Die Sache mit dem vektorisieren klingt interessant. Wenn das gut funktioniert könnte das sein, was ich gesucht habe.
Ich werde mich im Vektor-Forum weiter kundig machen.

Nochmals Danke und Gruß, Johannes


----------



## Neurodeamon (13. Januar 2006)

Wenn Du recht gute Ergebnisse mit einem unschlagbaren Preis erhalten möchtest (kostenlos) dann schau Dir mal Inkscape an. Es wurde ein opensource Tracer integriert der überraschend gute Ergebnisse liefert, besonders bei Linienzeichnungen.

http://www.inkscape.org

Beispielbilder eines Tracers:
http://potrace.sourceforge.net/samples.html


----------



## ikon (13. Januar 2006)

Bei Linien, Kurven und Kreisen würde ich es einfach einscannen und in einem Vektorprogramm selbst nachzeichnen. Ist vielleicht etwas Arbeit, aber dafür dürfte man dort die besten Ergebnisse erzielen, da man so die Radien und Linienstärken genau bestimmen kann.
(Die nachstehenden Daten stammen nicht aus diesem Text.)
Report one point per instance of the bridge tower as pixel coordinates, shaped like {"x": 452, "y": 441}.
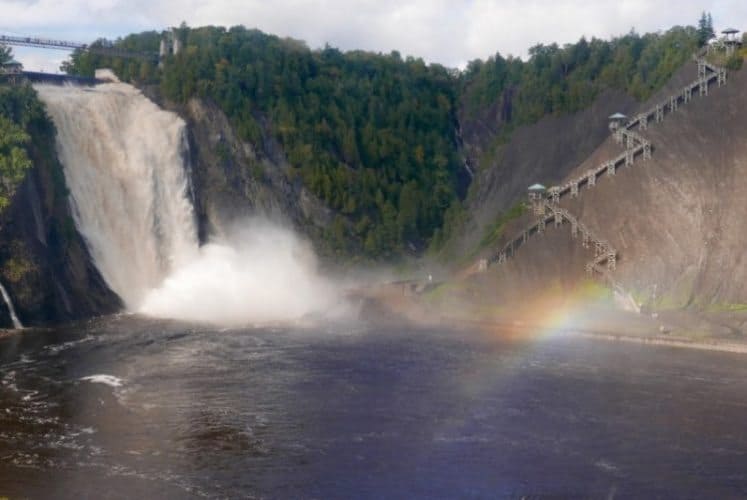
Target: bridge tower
{"x": 537, "y": 198}
{"x": 730, "y": 40}
{"x": 170, "y": 45}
Andere Möglichkeit ohne Vektorprogramm: genau wie oben, allerdings mit Pfaden in PS, dann als PSD mitsamt den Pfaden speichern. Bei Bedarf einfach PSD öffnen, auf gewünschte Grösse bringen, Pfade füllen und als Pixelgrafik, zB. JPG speichern.

mfg,
ikon


----------



## Leola13 (13. Januar 2006)

Hai,

warum hast du die Frage zweimal gepostet ? KLick 

... aber bei den qualitativ hochwertigen Antworten, kannst du ja beide Fragen als erledigt abhaken.  ;-] 

Ciao Stefan


----------



## McAce (13. Januar 2006)

Warum er zweimal gepostet hat? Ist doch klar ich habe ihn geraten sein Problem
mit Vektoren zu lösen und das Problem im Vektorforum zu schildern
da er da meiner Meinung nach dort besser aufgehoben ist.

McAce


----------



## Leola13 (13. Januar 2006)

Hai,

sorry, hab ich überlesen.  :-( 

Ciao Stefan


----------



## jonesd (14. Januar 2006)

Hallo,
danke für eure Antworten!

Also insgesamt wird mir wohl eher vom Vektorisieren abgeraten. Ich habe Inkscape gerade runtergeladen und werde es trotzdem ausprobieren. Ich wende mich evtl. demnächst nochmal mit einem Beispielpic an euch.

Bis dahin danke und Gruß, jonesd


----------



## McAce (14. Januar 2006)

Kein Problem mach das wir warten ;-)


----------